Merve İşeri’nin alt metni
LIFESTYLE

Merve İşeri’nin alt metni

Atölyesine konuk olduğumuz genç sanatçı Merve İşeri’nin sembolizm içerikli çalışmalarını çözümledik.

GÜNCELLEME TARİHİ: 2 Ağustos 2018

Güneş Uysalefe
Fotoğraflar Selin Saral

Bir metropolde yaşarken felsefi konulara kafa yormak ya da metafiziksel sorulara cevap aramak daha da zor olsa gerek; böylesine çok dünyevi uyarıcı karşısında insanın ivedi istekleri nasıl ağır basmaz? Hele de 'yaşamak' için oraya göç etmişsen... Dış dünyadan mahrum kalmadan içsel doygunluğa ulaşmak, bu çerçevede farklı bir başarı. Ama Merve İşeri'ye göre soru zaten yaşamaktan ne anladığımızla ilgili; onun için yaşamak demek, insanların hayatlarına dokunmak, paylaşmak ve değişimi teşvik etmek demek ve Londra bunun için en ideal yer. İstanbul doğumlu olan 26 yaşındaki İşeri, Milano'da aldığı grafik tasarımı eğitiminin ardından şimdilerde sanat üretimine devam ettiği bu çok kültürlü ve hareketli şehirde yaşıyor, kafa yorduğu varoluşsal fenomenleri bazen tuvale, bazen kumaşa, bazen de eski bir deftere döküyor. Kendisini temsil eden Ballon Rouge'un geçtiğimiz yıl İstanbul'da ilk solo sergisini düzenlediği sanatçının yağlıboya ağırlıklı bu işlerinde, gerçeküstü ile soyut arasında bir yerde provokatif bir tavır sezinleniyor. İşeri resim yüksek lisans eğitimlerine başvurduğu bazı okullardan burs haberi beklerken; İstanbul ziyaretinde, Balat'ta kısa bir süreliğine tuttuğu atölyesinde işlerinin oluşumlarına şahit olduk.

İngiltere'de genç sanatçı olmak nasıl bir deneyim?
Londra zor ama güzel.

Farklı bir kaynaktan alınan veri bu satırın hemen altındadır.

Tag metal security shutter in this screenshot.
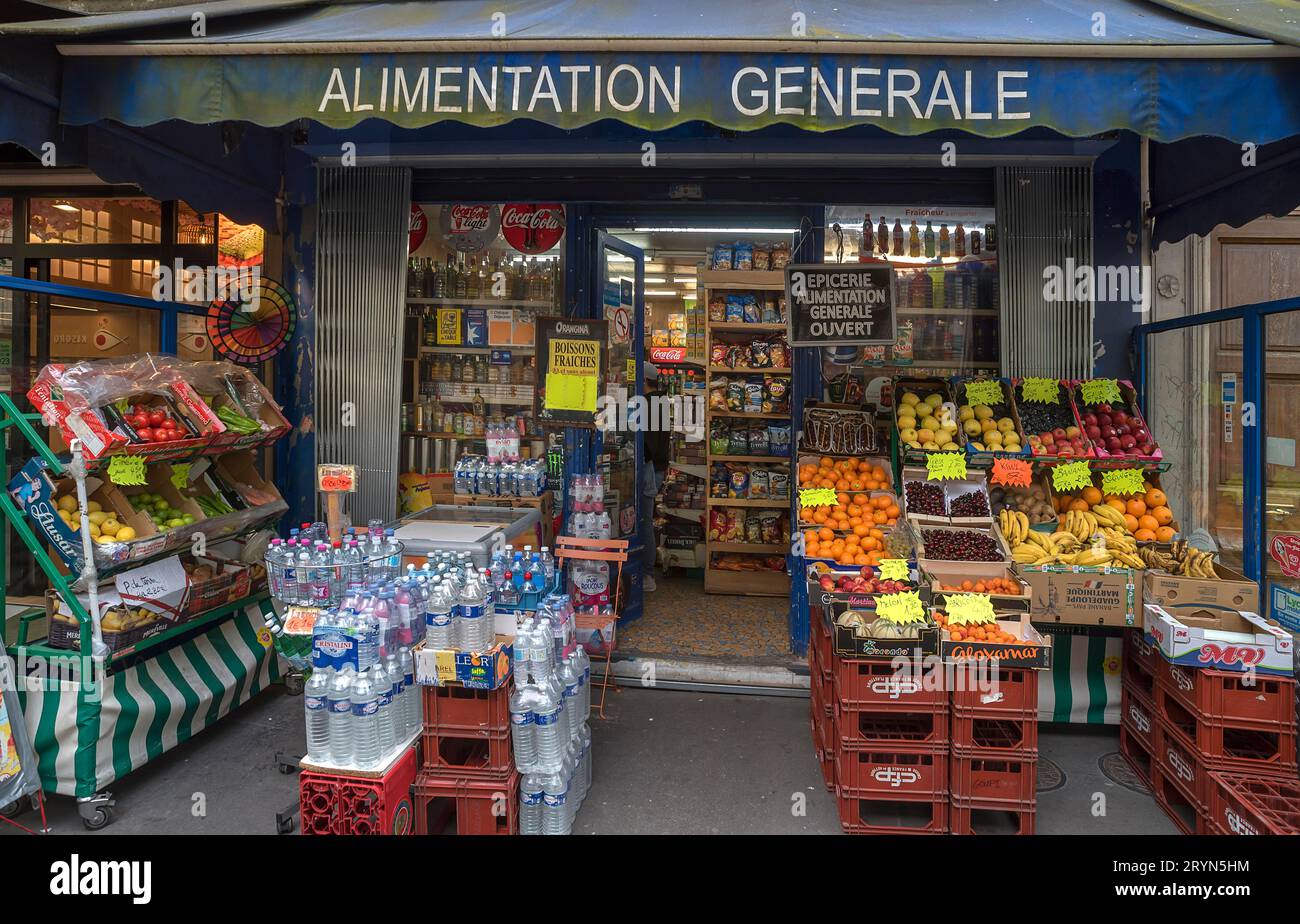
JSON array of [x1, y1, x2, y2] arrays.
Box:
[[997, 166, 1093, 378], [315, 166, 411, 525]]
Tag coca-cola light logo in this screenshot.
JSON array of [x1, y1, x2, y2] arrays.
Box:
[[501, 203, 564, 253]]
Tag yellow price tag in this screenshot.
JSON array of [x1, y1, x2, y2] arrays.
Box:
[[879, 559, 911, 581], [1021, 377, 1061, 404], [108, 456, 146, 485], [926, 452, 966, 481], [800, 487, 837, 508], [966, 379, 1002, 405], [1052, 461, 1092, 491], [546, 372, 597, 413], [944, 594, 997, 625], [876, 590, 926, 624], [1079, 378, 1123, 404], [1101, 468, 1147, 494]]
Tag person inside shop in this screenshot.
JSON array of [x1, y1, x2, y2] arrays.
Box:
[[641, 363, 670, 593]]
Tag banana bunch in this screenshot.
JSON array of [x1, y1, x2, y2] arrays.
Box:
[[1061, 511, 1100, 542], [997, 508, 1034, 550]]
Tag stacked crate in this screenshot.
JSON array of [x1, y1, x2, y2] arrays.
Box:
[[946, 664, 1039, 834], [415, 684, 519, 834], [1121, 630, 1296, 834]]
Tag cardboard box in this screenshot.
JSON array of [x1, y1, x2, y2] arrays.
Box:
[[926, 561, 1034, 613], [1143, 563, 1260, 612], [939, 613, 1052, 671], [1144, 604, 1295, 677], [900, 465, 993, 528], [413, 637, 515, 690], [1015, 565, 1141, 628]]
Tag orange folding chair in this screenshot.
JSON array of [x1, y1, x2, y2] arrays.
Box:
[[555, 535, 628, 719]]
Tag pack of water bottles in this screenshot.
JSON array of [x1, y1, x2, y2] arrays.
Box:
[[452, 455, 547, 498], [265, 520, 404, 607], [510, 594, 592, 834]]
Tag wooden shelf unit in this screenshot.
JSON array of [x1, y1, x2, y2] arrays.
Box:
[[699, 270, 793, 597]]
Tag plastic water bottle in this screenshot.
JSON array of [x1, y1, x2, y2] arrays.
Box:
[[328, 665, 356, 767], [519, 773, 545, 834], [303, 669, 330, 763], [510, 686, 537, 773], [424, 577, 455, 651], [542, 771, 569, 834], [352, 668, 384, 769]]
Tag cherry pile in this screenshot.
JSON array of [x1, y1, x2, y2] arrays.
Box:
[[948, 491, 989, 516], [902, 481, 948, 516], [922, 529, 1002, 561]]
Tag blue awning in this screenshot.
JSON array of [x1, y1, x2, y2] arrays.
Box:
[[0, 0, 1300, 143]]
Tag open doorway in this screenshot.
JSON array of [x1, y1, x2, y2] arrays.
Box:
[[608, 223, 798, 667]]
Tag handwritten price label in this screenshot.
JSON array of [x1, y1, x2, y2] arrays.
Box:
[[879, 559, 911, 581], [108, 456, 146, 485], [944, 594, 997, 625], [926, 452, 966, 481], [1079, 378, 1123, 404], [1101, 468, 1147, 494], [800, 487, 837, 508], [1021, 378, 1061, 404], [1052, 461, 1092, 491], [316, 465, 356, 494], [966, 379, 1002, 404], [988, 459, 1034, 487]]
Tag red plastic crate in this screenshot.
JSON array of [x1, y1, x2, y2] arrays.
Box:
[[1119, 723, 1156, 786], [949, 664, 1039, 717], [949, 747, 1039, 807], [835, 747, 948, 798], [832, 658, 948, 712], [1151, 763, 1212, 834], [298, 749, 416, 834], [833, 703, 948, 751], [415, 773, 519, 834], [949, 797, 1037, 836], [1209, 772, 1300, 834], [1119, 684, 1157, 752], [1156, 661, 1296, 725], [420, 684, 511, 736], [420, 726, 515, 780], [836, 793, 948, 834], [1152, 721, 1209, 814], [953, 707, 1039, 756], [1156, 685, 1296, 776]]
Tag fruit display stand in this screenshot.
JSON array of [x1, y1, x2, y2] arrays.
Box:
[[0, 394, 280, 829]]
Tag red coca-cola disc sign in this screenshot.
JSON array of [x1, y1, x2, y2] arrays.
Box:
[[407, 203, 429, 253], [501, 203, 564, 253]]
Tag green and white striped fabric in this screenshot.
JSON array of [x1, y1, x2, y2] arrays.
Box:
[[22, 603, 280, 797], [1037, 625, 1123, 725]]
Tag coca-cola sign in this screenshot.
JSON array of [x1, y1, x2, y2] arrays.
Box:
[[438, 203, 501, 253], [407, 203, 429, 253], [1269, 535, 1300, 577], [501, 203, 564, 253]]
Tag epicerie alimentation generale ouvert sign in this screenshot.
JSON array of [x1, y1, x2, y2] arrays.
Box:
[[785, 264, 896, 347]]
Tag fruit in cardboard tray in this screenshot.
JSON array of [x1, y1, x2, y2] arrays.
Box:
[[896, 391, 961, 452], [988, 482, 1057, 524]]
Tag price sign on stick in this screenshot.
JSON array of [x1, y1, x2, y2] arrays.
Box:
[[316, 464, 356, 539]]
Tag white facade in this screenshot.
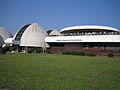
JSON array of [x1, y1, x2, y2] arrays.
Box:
[[60, 25, 119, 32], [49, 30, 61, 36], [45, 35, 120, 43], [45, 25, 120, 43]]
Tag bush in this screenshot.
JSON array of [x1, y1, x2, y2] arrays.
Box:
[[27, 49, 34, 53], [0, 48, 6, 54], [86, 52, 96, 56], [35, 49, 42, 53], [62, 51, 85, 56], [107, 53, 114, 57]]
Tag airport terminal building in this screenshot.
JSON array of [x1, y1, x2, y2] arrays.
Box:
[[0, 23, 120, 56]]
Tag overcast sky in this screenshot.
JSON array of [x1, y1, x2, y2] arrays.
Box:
[[0, 0, 120, 34]]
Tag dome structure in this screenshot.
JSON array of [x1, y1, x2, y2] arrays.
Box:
[[49, 30, 61, 36], [13, 23, 48, 48], [60, 25, 120, 33]]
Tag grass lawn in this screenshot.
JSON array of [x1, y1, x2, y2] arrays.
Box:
[[0, 54, 120, 90]]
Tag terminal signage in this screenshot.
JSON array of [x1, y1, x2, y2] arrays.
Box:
[[57, 39, 82, 41]]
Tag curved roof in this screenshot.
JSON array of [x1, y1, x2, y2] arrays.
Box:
[[20, 23, 48, 48], [49, 30, 61, 36], [60, 25, 119, 32], [0, 27, 12, 40]]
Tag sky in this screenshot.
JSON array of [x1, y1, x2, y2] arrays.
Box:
[[0, 0, 120, 34]]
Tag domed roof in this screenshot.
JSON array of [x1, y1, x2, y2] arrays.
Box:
[[0, 27, 12, 40], [60, 25, 119, 32], [20, 23, 48, 48], [49, 30, 61, 36]]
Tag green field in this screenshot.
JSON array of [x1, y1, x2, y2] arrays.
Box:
[[0, 54, 120, 90]]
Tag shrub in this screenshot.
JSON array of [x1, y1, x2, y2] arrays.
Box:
[[107, 53, 114, 57], [0, 48, 6, 54], [27, 49, 34, 53], [35, 49, 42, 53], [86, 52, 96, 56]]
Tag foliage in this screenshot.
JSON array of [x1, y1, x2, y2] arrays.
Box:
[[86, 52, 96, 56], [107, 53, 114, 57], [0, 53, 120, 90], [0, 48, 7, 54]]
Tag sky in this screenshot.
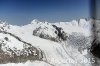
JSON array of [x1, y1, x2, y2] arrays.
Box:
[[0, 0, 91, 25]]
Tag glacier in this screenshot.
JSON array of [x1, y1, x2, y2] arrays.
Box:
[[0, 19, 96, 66]]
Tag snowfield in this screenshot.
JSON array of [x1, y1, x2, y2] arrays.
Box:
[[0, 19, 95, 66]]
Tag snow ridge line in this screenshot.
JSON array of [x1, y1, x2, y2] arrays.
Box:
[[0, 31, 55, 66]]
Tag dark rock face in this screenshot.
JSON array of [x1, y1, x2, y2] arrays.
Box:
[[33, 25, 68, 42], [91, 39, 100, 58], [52, 25, 67, 40]]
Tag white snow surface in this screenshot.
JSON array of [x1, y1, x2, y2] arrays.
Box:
[[0, 19, 92, 66]]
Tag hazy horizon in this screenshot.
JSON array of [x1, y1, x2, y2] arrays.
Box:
[[0, 0, 91, 25]]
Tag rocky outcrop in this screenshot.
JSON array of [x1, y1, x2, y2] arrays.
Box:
[[33, 23, 68, 42]]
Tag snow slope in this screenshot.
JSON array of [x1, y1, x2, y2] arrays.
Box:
[[0, 19, 92, 66]]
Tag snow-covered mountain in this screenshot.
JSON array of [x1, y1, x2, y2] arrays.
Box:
[[0, 19, 95, 66]]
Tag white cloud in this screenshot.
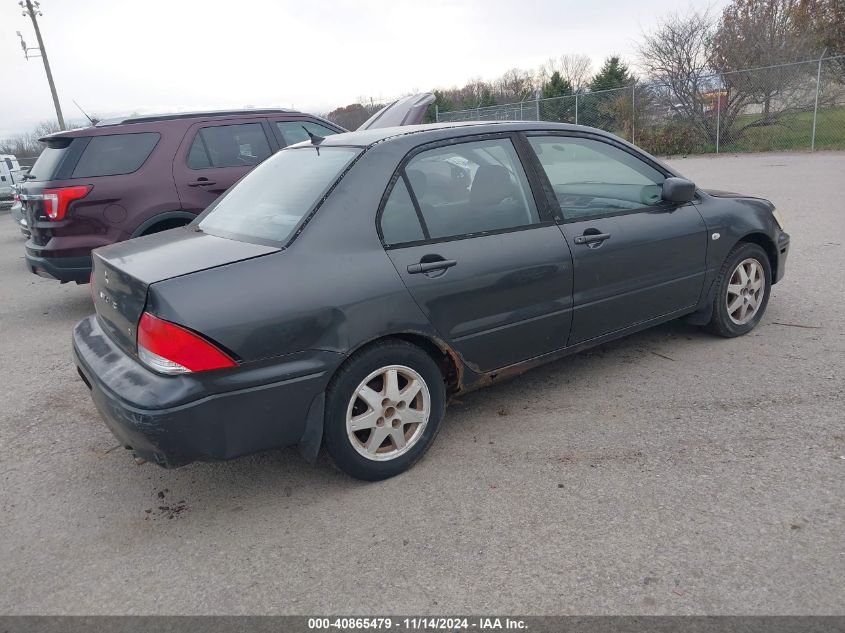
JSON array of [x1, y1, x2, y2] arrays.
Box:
[[0, 0, 724, 136]]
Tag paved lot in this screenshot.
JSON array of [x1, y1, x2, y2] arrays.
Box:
[[0, 153, 845, 615]]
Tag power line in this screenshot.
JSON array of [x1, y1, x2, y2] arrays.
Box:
[[18, 0, 65, 130]]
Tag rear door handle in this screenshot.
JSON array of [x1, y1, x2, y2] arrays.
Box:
[[408, 259, 458, 275], [573, 233, 610, 244]]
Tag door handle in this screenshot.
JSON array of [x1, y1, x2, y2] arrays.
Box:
[[408, 259, 458, 275], [573, 233, 610, 244]]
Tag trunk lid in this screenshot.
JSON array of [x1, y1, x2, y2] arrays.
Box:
[[91, 227, 280, 354]]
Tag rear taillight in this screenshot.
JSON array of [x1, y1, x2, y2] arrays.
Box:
[[41, 185, 92, 220], [138, 312, 237, 374]]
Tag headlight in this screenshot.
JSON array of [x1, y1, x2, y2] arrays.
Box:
[[772, 209, 786, 231]]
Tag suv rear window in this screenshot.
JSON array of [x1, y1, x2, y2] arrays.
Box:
[[29, 138, 74, 180], [199, 147, 361, 246], [71, 132, 161, 178], [188, 123, 270, 169]]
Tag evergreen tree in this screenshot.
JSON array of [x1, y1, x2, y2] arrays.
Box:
[[541, 71, 574, 99], [590, 55, 634, 92]]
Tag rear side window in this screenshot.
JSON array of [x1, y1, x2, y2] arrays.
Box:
[[71, 132, 161, 178], [276, 121, 337, 145], [382, 138, 540, 244], [381, 178, 425, 244], [29, 138, 74, 181], [198, 146, 361, 245], [188, 123, 271, 169], [528, 136, 665, 220]]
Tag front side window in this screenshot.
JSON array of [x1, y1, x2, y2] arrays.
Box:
[[276, 121, 337, 145], [187, 123, 270, 169], [528, 136, 665, 220], [382, 138, 540, 243], [71, 132, 161, 178], [198, 147, 361, 244]]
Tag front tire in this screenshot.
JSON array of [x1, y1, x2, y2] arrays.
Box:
[[707, 242, 772, 338], [323, 340, 446, 481]]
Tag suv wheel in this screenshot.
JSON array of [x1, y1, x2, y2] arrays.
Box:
[[324, 341, 446, 481]]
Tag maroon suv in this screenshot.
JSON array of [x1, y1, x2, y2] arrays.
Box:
[[20, 110, 345, 283]]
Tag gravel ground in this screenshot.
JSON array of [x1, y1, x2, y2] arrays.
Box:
[[0, 152, 845, 615]]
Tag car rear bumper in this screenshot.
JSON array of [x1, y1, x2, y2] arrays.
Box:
[[73, 316, 342, 468], [26, 249, 91, 284]]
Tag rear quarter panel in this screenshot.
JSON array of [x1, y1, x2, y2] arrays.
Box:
[[149, 144, 446, 361], [51, 121, 185, 255]]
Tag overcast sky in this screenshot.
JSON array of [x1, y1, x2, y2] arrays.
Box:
[[0, 0, 726, 137]]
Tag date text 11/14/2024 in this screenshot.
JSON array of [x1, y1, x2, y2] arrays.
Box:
[[308, 616, 526, 631]]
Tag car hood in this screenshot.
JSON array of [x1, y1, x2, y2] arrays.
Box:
[[702, 189, 775, 209], [358, 92, 434, 130], [91, 227, 281, 353]]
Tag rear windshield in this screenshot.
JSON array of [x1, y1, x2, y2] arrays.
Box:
[[29, 132, 161, 180], [71, 132, 161, 178], [199, 146, 361, 244]]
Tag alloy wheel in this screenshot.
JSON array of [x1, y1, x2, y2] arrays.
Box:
[[346, 365, 431, 461], [725, 257, 766, 325]]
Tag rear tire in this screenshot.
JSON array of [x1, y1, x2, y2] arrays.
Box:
[[323, 340, 446, 481], [706, 242, 772, 338]]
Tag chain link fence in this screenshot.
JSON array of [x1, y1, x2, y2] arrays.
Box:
[[435, 55, 845, 155]]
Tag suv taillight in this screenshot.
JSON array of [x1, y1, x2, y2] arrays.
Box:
[[41, 185, 92, 220], [138, 312, 237, 374]]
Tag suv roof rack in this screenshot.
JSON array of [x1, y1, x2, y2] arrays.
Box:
[[95, 108, 299, 127]]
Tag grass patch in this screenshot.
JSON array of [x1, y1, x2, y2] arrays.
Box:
[[719, 107, 845, 152]]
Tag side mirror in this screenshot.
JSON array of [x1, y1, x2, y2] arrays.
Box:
[[662, 177, 695, 204]]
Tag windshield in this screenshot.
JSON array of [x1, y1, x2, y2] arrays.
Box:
[[199, 146, 361, 244]]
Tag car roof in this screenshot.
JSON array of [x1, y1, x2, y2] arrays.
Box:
[[38, 108, 310, 141], [320, 121, 612, 147], [95, 108, 302, 127]]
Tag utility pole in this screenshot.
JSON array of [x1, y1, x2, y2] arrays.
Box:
[[18, 0, 65, 130]]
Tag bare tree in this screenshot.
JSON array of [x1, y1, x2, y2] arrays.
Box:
[[494, 68, 534, 102], [713, 0, 814, 120], [639, 11, 746, 142], [556, 53, 593, 92]]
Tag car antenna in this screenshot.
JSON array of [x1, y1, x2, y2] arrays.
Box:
[[71, 99, 96, 125], [302, 125, 326, 156]]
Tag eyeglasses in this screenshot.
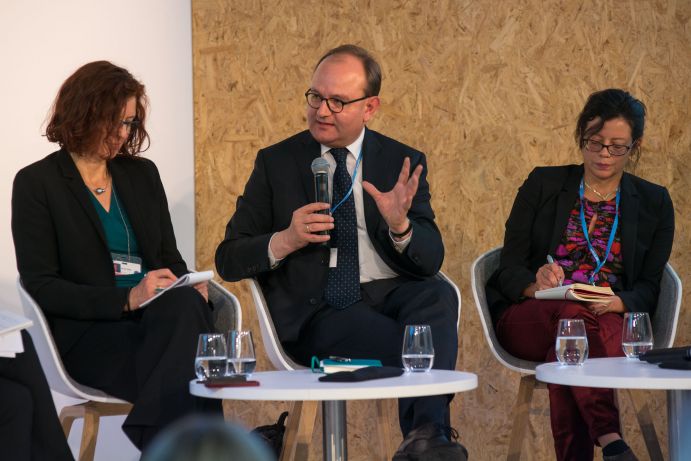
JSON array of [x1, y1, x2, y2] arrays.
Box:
[[305, 90, 369, 114], [120, 119, 141, 131], [583, 139, 634, 157]]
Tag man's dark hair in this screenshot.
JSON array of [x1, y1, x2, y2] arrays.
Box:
[[314, 44, 381, 96]]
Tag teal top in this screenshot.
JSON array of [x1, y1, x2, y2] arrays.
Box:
[[89, 186, 147, 287]]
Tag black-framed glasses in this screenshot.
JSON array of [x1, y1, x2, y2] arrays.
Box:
[[583, 139, 634, 157], [305, 90, 369, 114], [120, 118, 141, 131]]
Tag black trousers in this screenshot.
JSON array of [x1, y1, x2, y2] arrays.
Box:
[[0, 331, 74, 461], [63, 287, 223, 450], [286, 277, 458, 437]]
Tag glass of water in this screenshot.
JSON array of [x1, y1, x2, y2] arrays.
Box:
[[194, 333, 226, 381], [621, 312, 653, 358], [228, 330, 257, 376], [556, 319, 588, 365], [401, 325, 434, 372]]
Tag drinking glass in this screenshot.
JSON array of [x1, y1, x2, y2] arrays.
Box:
[[228, 330, 257, 376], [555, 319, 588, 365], [401, 325, 434, 372], [194, 333, 226, 381], [621, 312, 653, 358]]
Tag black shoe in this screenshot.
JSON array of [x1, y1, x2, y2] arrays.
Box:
[[393, 423, 468, 461]]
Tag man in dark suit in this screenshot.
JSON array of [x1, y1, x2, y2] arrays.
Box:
[[216, 45, 466, 460]]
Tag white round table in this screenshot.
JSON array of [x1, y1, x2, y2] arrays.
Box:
[[190, 370, 477, 461], [535, 357, 691, 461]]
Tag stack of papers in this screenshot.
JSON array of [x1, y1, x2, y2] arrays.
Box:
[[535, 283, 614, 303], [0, 310, 33, 358]]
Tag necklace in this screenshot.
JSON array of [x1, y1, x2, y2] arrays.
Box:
[[91, 172, 110, 195], [583, 180, 619, 202]]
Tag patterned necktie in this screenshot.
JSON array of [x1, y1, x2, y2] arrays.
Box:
[[324, 148, 360, 309]]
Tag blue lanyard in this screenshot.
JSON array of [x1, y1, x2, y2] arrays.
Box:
[[331, 147, 362, 214], [579, 179, 620, 285]]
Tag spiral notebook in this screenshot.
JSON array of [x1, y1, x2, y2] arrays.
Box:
[[535, 283, 614, 303]]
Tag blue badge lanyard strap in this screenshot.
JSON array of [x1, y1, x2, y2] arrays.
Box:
[[330, 148, 362, 214], [579, 179, 620, 284]]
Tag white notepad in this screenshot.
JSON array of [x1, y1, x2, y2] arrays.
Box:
[[141, 271, 214, 307]]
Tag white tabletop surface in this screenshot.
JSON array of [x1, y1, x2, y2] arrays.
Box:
[[190, 369, 477, 400], [535, 357, 691, 390]]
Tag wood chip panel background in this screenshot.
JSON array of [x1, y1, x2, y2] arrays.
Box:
[[192, 0, 691, 460]]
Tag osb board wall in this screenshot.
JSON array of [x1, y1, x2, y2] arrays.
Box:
[[192, 0, 691, 460]]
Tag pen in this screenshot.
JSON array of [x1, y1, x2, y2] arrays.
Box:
[[547, 255, 562, 286]]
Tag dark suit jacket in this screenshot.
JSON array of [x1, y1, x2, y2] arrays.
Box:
[[12, 150, 187, 354], [216, 130, 444, 342], [487, 165, 674, 323]]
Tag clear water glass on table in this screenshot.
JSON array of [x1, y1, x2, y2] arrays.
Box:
[[194, 333, 226, 381], [555, 319, 588, 365], [621, 312, 653, 358], [401, 325, 434, 372], [228, 330, 257, 376]]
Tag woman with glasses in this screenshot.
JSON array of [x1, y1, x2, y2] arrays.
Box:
[[487, 89, 674, 461], [12, 61, 221, 449]]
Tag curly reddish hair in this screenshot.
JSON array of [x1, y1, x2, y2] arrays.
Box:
[[46, 61, 149, 155]]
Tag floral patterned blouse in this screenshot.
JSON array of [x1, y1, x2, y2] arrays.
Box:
[[554, 198, 624, 289]]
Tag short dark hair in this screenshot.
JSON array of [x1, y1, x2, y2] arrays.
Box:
[[314, 44, 381, 96], [574, 88, 646, 165], [46, 61, 149, 155]]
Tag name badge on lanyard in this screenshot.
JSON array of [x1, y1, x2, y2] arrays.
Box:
[[110, 253, 142, 277], [579, 179, 620, 285]]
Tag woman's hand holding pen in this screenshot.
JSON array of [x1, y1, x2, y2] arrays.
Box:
[[523, 257, 564, 298], [129, 269, 178, 310], [585, 296, 628, 316]]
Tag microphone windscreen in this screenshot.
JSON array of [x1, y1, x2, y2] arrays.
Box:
[[312, 157, 329, 174]]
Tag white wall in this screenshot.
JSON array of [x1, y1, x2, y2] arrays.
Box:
[[0, 0, 194, 460]]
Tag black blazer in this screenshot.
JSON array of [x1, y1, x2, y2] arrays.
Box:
[[486, 165, 674, 323], [12, 150, 187, 354], [216, 130, 444, 342]]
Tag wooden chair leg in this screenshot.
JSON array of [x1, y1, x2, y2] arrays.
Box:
[[506, 375, 537, 461], [79, 402, 101, 461], [623, 389, 663, 461], [58, 405, 84, 438], [58, 401, 132, 461], [377, 400, 393, 461], [279, 401, 319, 461]]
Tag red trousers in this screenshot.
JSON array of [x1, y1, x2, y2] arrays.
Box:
[[496, 299, 624, 461]]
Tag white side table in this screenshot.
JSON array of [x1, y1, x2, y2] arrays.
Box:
[[535, 357, 691, 461], [190, 370, 477, 461]]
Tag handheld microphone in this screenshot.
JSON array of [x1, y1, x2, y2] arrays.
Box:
[[312, 157, 331, 235]]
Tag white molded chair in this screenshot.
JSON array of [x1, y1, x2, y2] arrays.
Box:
[[470, 247, 682, 461], [17, 277, 242, 461], [248, 272, 461, 461], [17, 277, 132, 461]]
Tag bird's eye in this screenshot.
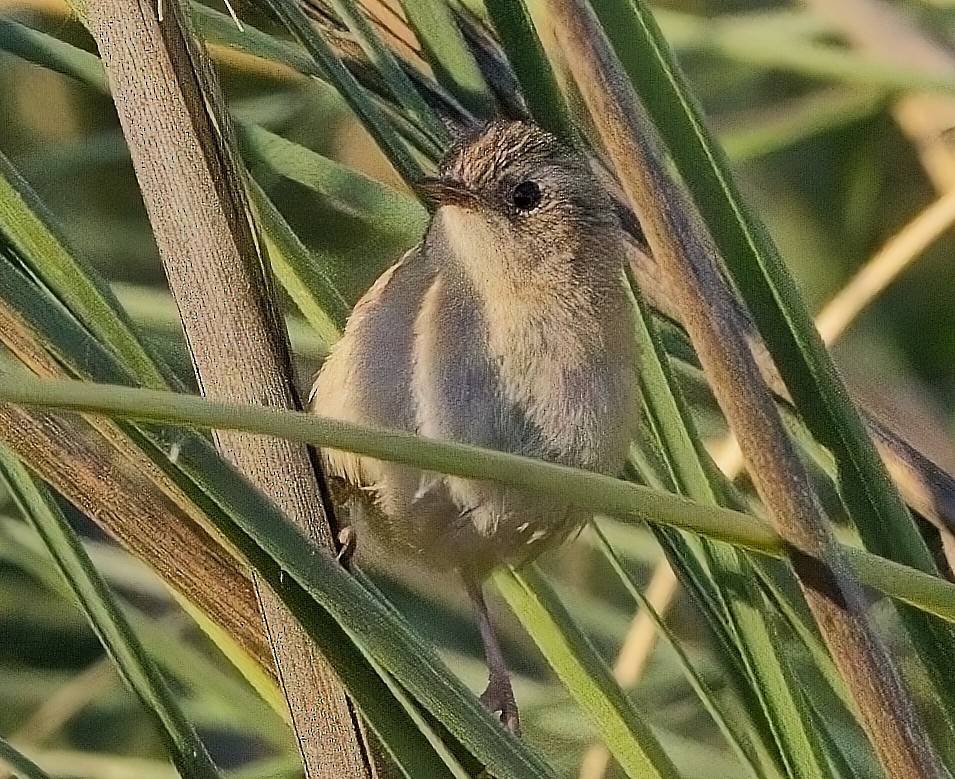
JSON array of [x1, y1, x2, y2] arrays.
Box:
[[511, 181, 543, 211]]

Çok canlı bir yer, hep bir etkinlik var, çeşitli yaratıcı insanlar her yerdeler; müzisyenler, ressamlar... Büyük bir okul gibi benim için, çok şey öğreniyorum. Bir komüne bağlı hissediyorum kendimi. Hayalim master yapmak çünkü sanat okuluna gitmedim, grafik tasarımı okudum. Oraya gidip oyun oynamak istiyorum açıkçası. Farklı perspektifler tanımak, görmek istiyorum. Resim konusunda hep arkadaşlarımla temas halindeyim, bir de böyle bir yaratıcı alanın içine gireyim, orada paylaşayım istiyorum.

Arkadaşlarla paylaşmaktan bahsettin ama şu an Balat'taki bu geçici stüdyoda çok izolesin. Üretirken etkileşimden hoşlanır mısın, yoksa kendi başına kalmayı mı tercih edersin?
Son iki aydır Londra'da yeni bir stüdyo arayışındayım. Evde büyük tablo ve yağlıboya yapacak bir alanım yok, bu yüzden benim gibi sanatçı olan arkadaşlarımla ortaklaşa bir stüdyo tutmak istiyoruz. Birbirimizi besleyeceğimizi, işlerimizi harmanlayacağımızı umuyorum. Benim için önemli olan, beraberlikten doğan güçlü bir iş yapabilmek, karşımdakilere dokunabilmek, dalgalanma ile güzel bir şeyler yaratmak. Gerekiyorsa da değişimi tetiklemek ve değişmek. Beraberliğin bir şeyleri değiştirebileceğini düşünüyorum.

Grafik tasarımdan saf sanata geçişi nasıl yaşadın?
Üniversite döneminde arkadaşım Aslı Kaplan'la birlikte, okulda öğrendiğimiz araçlarla evde kendimizce bir şeyler üretip dururduk. Sonunda Piografiks diye bir oluşum yarattık; sweatshirt ve tişörtlere baskılar yapıyorduk, bir yandan da kağıt ve mermer gibi malzemeler üzerine baskı tekniklerini inceliyorduk. Okul sonrasında bir süreliğine Amerika'ya gittim ve resme odaklanmaya başladım. Ancak grafik tasarımı eğitiminin şu anda yaptığım işler üzerinde çok büyük etkisi oldu. Hem dijital hem manuel çalışmamı sağladı.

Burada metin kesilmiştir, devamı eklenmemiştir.